Billings started out as JFK's best friend in prep school. Odd as this might sound he would make a career and even a life as a "Kennedy friend." He was a confidant at large to the president. After the assassination he made a Barry Sanders maneuver and somehow found himself in Bobby's inner circle. Fast forward and Billings would be hanging out with Bobbie's sons with whom he would drop acid and shoot smack and lecture their peers (for lack of a better term) on the significance of the vocation as a Kennedy friend.
JFK is still my favorite Kennedy and one of my favorite presidents. A sickly kid, it is amazing that he saw adulthood. It's surprising that the Navy accepted him. Because he was so frail, JFK spent a lot of his childhood in bed reading books. He was incredibly well read.
I usually tune out the blah blah blah about declining morals, social media, hook-ups, etc. Didn't anyone have another hobby in the old days? Jackie Kennedy's father bragged about committing adultery just hours into his honeymoon. Marriage actually did slow down JFK. The president was linked to roughly thirty women but the bachelor Kennedy had a steady stream of anonymous waitresses and flight attendants that would make Wilt Chamberlain look like an underachiever. For all of his bad health, JFK's libido never lagged. And he wasn't the only gregarious fellow of his generation either.
One of my favorite JFK stories: As he was courting Jackie, the Auchincloss family were a bit snooty to his clan, whom they regarded as gauche and smelling of new money. At the reception JFK reminded the wedding party of the Auchincloss tradition of smashing their fine crystal in the fire place at the conclusion of the toast. The Kennedys strike back.
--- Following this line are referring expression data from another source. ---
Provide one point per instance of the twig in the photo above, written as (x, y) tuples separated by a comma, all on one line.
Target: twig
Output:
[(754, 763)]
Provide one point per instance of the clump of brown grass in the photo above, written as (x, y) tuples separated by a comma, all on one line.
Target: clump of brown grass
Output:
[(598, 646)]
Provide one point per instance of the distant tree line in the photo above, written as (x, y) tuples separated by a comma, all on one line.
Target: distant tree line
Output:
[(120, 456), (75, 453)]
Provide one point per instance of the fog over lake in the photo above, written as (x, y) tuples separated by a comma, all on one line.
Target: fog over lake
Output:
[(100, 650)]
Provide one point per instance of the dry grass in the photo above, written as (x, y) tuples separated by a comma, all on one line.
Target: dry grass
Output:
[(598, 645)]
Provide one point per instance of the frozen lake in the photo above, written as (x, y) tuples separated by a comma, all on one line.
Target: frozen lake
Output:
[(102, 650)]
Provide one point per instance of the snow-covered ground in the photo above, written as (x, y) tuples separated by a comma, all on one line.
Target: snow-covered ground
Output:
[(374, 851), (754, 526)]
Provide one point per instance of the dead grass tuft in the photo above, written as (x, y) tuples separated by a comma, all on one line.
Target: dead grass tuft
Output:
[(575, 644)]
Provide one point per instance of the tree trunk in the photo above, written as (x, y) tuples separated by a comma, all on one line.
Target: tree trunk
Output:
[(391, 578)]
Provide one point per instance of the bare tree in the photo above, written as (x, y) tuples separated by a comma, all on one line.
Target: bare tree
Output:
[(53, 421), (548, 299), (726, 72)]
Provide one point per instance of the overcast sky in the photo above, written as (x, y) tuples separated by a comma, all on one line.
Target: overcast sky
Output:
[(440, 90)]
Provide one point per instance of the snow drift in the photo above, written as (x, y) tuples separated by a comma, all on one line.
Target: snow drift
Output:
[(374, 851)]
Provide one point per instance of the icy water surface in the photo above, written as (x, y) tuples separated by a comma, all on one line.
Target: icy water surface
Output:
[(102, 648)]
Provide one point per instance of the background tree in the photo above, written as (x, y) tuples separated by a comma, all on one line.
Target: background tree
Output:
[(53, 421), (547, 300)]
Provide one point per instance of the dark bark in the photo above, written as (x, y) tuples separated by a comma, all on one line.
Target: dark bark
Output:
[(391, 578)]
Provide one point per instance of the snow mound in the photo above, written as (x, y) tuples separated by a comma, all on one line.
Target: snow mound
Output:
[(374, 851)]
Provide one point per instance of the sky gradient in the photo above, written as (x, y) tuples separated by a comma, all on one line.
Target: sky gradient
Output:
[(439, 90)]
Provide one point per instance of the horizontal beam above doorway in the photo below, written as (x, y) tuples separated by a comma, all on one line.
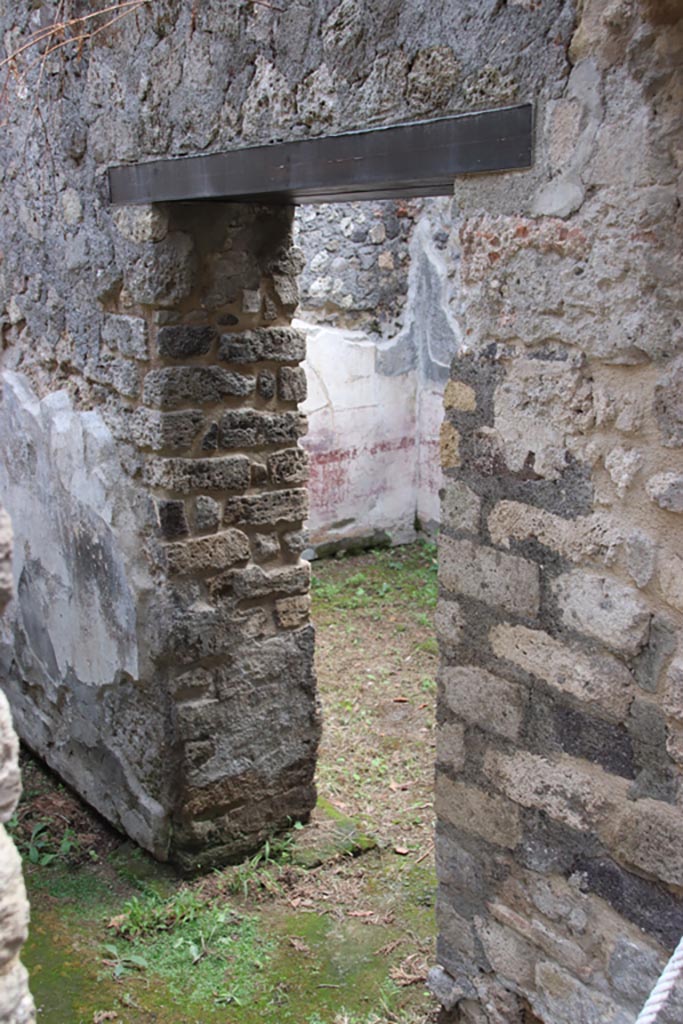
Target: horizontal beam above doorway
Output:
[(418, 159)]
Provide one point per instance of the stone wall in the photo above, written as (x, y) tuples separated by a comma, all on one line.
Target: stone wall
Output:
[(151, 387), (558, 788), (15, 1003), (153, 473), (153, 676)]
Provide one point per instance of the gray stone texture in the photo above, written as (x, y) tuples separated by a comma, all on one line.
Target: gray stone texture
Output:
[(563, 418), (15, 1004), (567, 297)]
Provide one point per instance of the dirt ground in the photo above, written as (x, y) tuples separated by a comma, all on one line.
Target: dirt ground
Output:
[(117, 937)]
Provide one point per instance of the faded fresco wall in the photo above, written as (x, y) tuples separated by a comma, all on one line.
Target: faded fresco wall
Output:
[(15, 1003), (156, 342), (376, 305), (167, 505), (560, 765)]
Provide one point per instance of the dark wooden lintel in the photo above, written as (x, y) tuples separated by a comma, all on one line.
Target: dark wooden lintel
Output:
[(419, 159)]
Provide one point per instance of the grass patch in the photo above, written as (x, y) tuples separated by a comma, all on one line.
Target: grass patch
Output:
[(206, 952), (402, 578)]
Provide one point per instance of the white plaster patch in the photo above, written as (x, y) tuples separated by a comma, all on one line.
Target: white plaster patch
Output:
[(72, 507)]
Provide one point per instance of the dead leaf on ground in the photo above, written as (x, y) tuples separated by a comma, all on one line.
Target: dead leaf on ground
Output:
[(412, 971), (300, 945), (116, 923), (388, 948)]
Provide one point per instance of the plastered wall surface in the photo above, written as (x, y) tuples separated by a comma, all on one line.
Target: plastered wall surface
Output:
[(201, 535), (559, 739), (377, 304), (15, 1003)]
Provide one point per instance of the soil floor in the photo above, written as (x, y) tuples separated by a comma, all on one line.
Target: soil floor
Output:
[(117, 937)]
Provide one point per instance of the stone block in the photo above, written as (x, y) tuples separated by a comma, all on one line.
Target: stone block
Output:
[(280, 344), (175, 431), (674, 689), (570, 791), (183, 341), (141, 223), (250, 428), (602, 607), (444, 988), (165, 272), (649, 905), (492, 817), (510, 955), (596, 679), (450, 622), (172, 519), (268, 509), (552, 939), (671, 579), (184, 475), (669, 406), (292, 384), (554, 726), (666, 489), (208, 513), (173, 386), (633, 970), (128, 334), (640, 557), (265, 384), (292, 612), (265, 547), (497, 579), (648, 835), (6, 579), (573, 539), (451, 745), (256, 582), (460, 396), (460, 507), (294, 543), (482, 699), (560, 997), (204, 554), (288, 466)]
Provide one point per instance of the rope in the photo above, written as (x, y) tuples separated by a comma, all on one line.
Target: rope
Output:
[(662, 990)]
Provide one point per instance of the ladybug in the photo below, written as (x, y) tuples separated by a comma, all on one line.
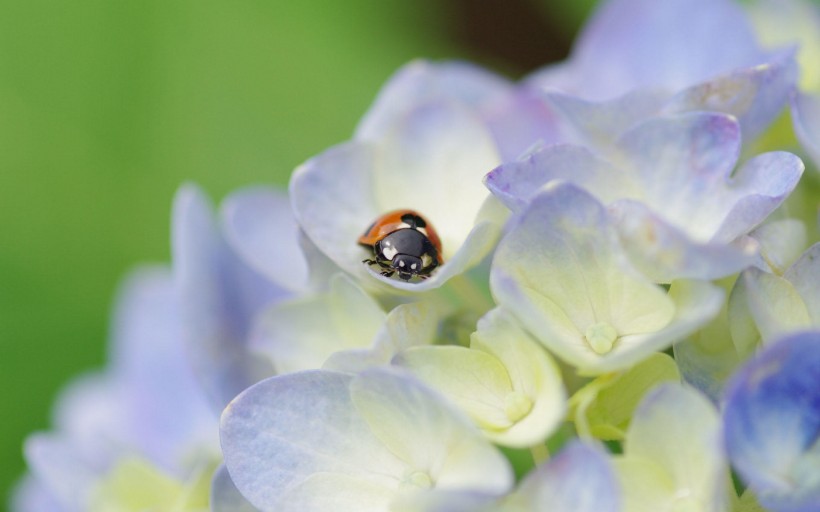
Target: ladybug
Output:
[(403, 242)]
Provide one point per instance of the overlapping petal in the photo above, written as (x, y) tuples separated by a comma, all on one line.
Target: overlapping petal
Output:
[(681, 212), (771, 420), (637, 43), (505, 382), (656, 473), (361, 441), (562, 273), (219, 295), (292, 339), (806, 114), (777, 305)]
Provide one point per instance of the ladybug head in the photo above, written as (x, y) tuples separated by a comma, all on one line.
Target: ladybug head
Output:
[(407, 265)]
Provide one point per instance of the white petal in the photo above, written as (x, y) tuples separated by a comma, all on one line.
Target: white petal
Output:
[(259, 226)]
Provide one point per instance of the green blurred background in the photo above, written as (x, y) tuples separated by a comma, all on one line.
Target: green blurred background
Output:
[(107, 106)]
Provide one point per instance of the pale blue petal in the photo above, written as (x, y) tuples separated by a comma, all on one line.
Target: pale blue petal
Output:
[(521, 120), (334, 201), (579, 479), (561, 272), (664, 252), (422, 81), (516, 183), (219, 296), (756, 190), (260, 228), (598, 124), (29, 495), (806, 114), (63, 469), (225, 497), (281, 431), (805, 276), (288, 334), (771, 420), (422, 429), (677, 159), (755, 95), (162, 408)]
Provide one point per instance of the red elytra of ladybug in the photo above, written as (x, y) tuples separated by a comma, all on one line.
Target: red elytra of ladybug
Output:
[(403, 242)]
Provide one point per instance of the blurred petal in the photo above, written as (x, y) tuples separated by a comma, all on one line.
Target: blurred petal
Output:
[(225, 497), (673, 416), (633, 43), (579, 479), (771, 420), (598, 124), (218, 298), (433, 162), (663, 252), (604, 407), (334, 202), (774, 303), (422, 81), (755, 95), (285, 429), (162, 408), (708, 357), (407, 325), (757, 189), (417, 426), (62, 468), (678, 157), (781, 243), (533, 375), (805, 275), (806, 115), (29, 495), (516, 183), (561, 272), (260, 228)]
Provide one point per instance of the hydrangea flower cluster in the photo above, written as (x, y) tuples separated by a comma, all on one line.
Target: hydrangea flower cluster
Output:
[(627, 313)]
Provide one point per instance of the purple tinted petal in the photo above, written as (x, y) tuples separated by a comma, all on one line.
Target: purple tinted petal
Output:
[(599, 124), (334, 202), (805, 276), (759, 187), (421, 82), (260, 228), (678, 158), (665, 253), (635, 43), (516, 183), (29, 495), (579, 479), (754, 95), (218, 297), (281, 431), (806, 114), (162, 408), (772, 417)]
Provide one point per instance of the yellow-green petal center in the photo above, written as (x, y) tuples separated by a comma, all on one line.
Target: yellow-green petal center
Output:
[(516, 405), (601, 337), (417, 480)]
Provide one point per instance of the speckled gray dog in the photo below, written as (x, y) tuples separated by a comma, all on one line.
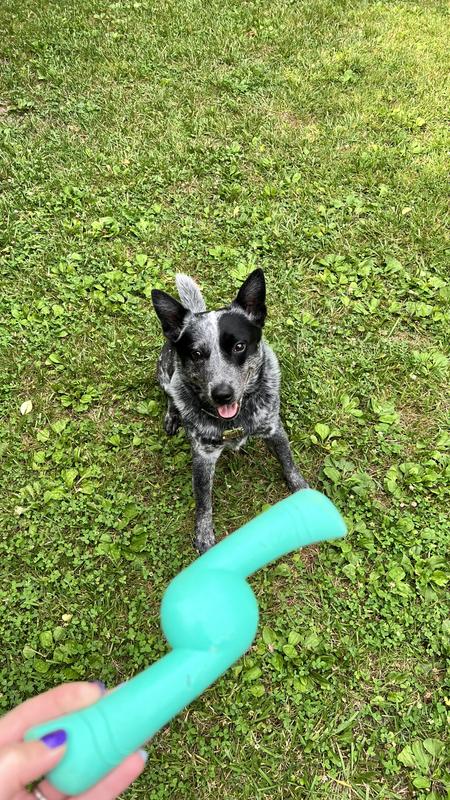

Horowitz and Collier load up the bon mots and interesting asides. Times have changed. One cannot imagine an up and coming government attorney getting into a bloody brawl stemming from a touch football game. But that was, if not par for the course in RFK's era, not so out of the ordinary as to be worthy of litigation or investigations.
One is impressed about how fast families can fall. JFK and RFK had great respect for the written word. Bobbie's oldest son would brag that he never read a book from cover to cover. The family's political outlook would follow a similar trajectory. The book was written as Horowitz was undergoing his own philosophical upheaval. The authors don't spend much time on the contrast of JFK's world view and Teddy's perspective.
Pundits like to yammer about the right to left evolution of the family. There is another way of viewing the family's metamorphosis. The Kennedys were outsiders who became insiders. Joe Kennedy, the ambassador, lived with a mentality that the ever-excluded Irish Catholics needed to prove their mettle. They had to demonstrate that they were up to the challenges the establishment might impose upon them.
Sometime circa Camelot the Kennedys became the establishment. The family of anti-Communism and tax cuts and even staunch isolationism became advocates of big government. Why not? They were insiders now. The nation was now Silly Putty in the hands of the elite. Ask what you can do TO your country.
The devolution is sometimes amusing in a car crash spectator sort of way. It is also painful in a car crash spectator sort of way. The decline of the Kennedys dovetails with the decline of our country. This is a book well worth reading.